Contemplating such developments should provide rich scenarios for Sci-Fi writers and fans. Even without the discovery of a means to faster-than-light travel or wormholes, the confines of the solar system could still allow for an infinite diversity of cultures.

Furthermore, with inevitable genetic manipulation, as well as machine-human convergence, new humanoid and android species could arise.

In fact, just about all the Star Trek plots could be adapted to a solar system based setting. A Capt. Kirk and his crew representing the Federation of Planets could cruise in his fusion powered spaceship, which manages only sub-light speed but still reaches most places in the solar system within a few days or weeks.

Thus, the Solar Sci-Fi section is devoted to :

  • Science fiction about developments in our own solar system.

  • Hard (technically realistic and plausible) science fiction -

  • Near term scenarios. Those between now and the end of the 21st century or so, are of special interest.

Updates

Sept.18.12 - Writing space sci-fi that stays within generally accepted physics laws, particlular not allowing faster than light transport, has developed into a niche genre called "mundane sci-fi":

Changed some links.

Jan.25.05 - Some minor editing.

Dec.2.03 - This e-book The View from Zero: A Science Fiction Thriller by Thomas Hunter , 2002 is a hard sci-fi novel based on a colonized solar system scenario.

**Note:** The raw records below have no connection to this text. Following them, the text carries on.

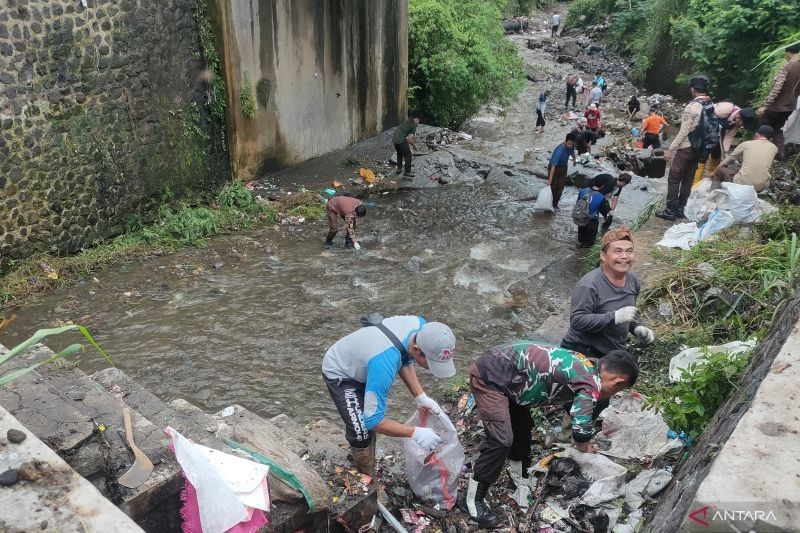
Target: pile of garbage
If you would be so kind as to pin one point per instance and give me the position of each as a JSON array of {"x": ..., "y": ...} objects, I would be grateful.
[
  {"x": 711, "y": 211},
  {"x": 566, "y": 490}
]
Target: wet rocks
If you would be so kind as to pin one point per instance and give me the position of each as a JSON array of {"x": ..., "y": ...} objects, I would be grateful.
[
  {"x": 15, "y": 436},
  {"x": 9, "y": 477}
]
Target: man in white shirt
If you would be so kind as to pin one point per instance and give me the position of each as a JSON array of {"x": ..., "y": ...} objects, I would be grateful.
[{"x": 555, "y": 21}]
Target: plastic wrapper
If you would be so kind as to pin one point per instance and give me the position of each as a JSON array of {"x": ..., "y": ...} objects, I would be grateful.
[{"x": 433, "y": 475}]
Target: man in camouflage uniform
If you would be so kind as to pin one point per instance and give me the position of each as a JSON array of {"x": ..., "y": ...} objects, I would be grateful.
[{"x": 510, "y": 379}]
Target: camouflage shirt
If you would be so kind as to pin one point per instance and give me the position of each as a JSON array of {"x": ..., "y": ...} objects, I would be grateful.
[{"x": 534, "y": 373}]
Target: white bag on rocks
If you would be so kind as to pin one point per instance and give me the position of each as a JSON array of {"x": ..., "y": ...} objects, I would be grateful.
[
  {"x": 743, "y": 202},
  {"x": 544, "y": 200}
]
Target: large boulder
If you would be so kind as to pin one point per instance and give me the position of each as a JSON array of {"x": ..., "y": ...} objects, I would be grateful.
[{"x": 569, "y": 47}]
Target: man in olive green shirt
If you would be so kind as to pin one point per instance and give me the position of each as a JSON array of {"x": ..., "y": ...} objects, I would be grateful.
[{"x": 403, "y": 140}]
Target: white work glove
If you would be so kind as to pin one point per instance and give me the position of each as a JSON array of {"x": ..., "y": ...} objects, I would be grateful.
[
  {"x": 645, "y": 334},
  {"x": 626, "y": 314},
  {"x": 425, "y": 401},
  {"x": 425, "y": 438}
]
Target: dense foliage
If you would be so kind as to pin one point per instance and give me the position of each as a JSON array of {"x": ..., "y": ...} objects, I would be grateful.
[
  {"x": 459, "y": 59},
  {"x": 727, "y": 40}
]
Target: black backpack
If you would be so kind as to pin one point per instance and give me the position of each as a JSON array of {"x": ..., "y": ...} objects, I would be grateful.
[
  {"x": 705, "y": 137},
  {"x": 376, "y": 320}
]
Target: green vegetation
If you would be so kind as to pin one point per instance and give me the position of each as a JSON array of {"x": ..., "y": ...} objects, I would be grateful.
[
  {"x": 38, "y": 337},
  {"x": 217, "y": 101},
  {"x": 459, "y": 59},
  {"x": 728, "y": 41},
  {"x": 689, "y": 405},
  {"x": 246, "y": 98},
  {"x": 172, "y": 228},
  {"x": 729, "y": 288}
]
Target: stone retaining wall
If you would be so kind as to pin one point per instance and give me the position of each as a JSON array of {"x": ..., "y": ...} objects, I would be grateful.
[{"x": 102, "y": 107}]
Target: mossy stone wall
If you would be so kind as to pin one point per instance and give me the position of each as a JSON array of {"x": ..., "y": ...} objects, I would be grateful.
[{"x": 102, "y": 109}]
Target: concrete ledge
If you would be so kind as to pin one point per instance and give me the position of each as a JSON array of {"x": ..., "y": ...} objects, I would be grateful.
[
  {"x": 754, "y": 483},
  {"x": 60, "y": 500}
]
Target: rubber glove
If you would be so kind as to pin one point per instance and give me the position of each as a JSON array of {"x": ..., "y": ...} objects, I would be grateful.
[
  {"x": 425, "y": 438},
  {"x": 425, "y": 401},
  {"x": 626, "y": 314},
  {"x": 645, "y": 334}
]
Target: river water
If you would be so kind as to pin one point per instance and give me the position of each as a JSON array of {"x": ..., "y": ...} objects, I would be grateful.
[{"x": 248, "y": 318}]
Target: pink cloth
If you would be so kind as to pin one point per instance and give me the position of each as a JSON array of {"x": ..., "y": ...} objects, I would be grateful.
[{"x": 190, "y": 513}]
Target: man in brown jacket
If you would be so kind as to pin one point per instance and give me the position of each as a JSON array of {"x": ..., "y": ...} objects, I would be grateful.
[
  {"x": 782, "y": 99},
  {"x": 348, "y": 208},
  {"x": 683, "y": 156}
]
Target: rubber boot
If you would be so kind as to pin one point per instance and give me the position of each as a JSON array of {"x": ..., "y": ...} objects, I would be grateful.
[
  {"x": 475, "y": 505},
  {"x": 364, "y": 458}
]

Sept.14.03 - Author Spider Robinson talks about the need for a revival of space sci-fi: Forward, into the past by Spider Robinson - The Globe and Mail - Sept.8.03

2002: An anime production in the Solar Sci-Fi mode:

Strange Frame

May 13, 2002 - Since this essay was written back in 1999, we've seen Dennis Tito & Mark Shuttleworth become the first genuine space tourists. The adventure travel agency Space Adventures, meanwhile, has gotten about 100 people to put deposits on a sub-orbital trip as soon as a vehicle is ready.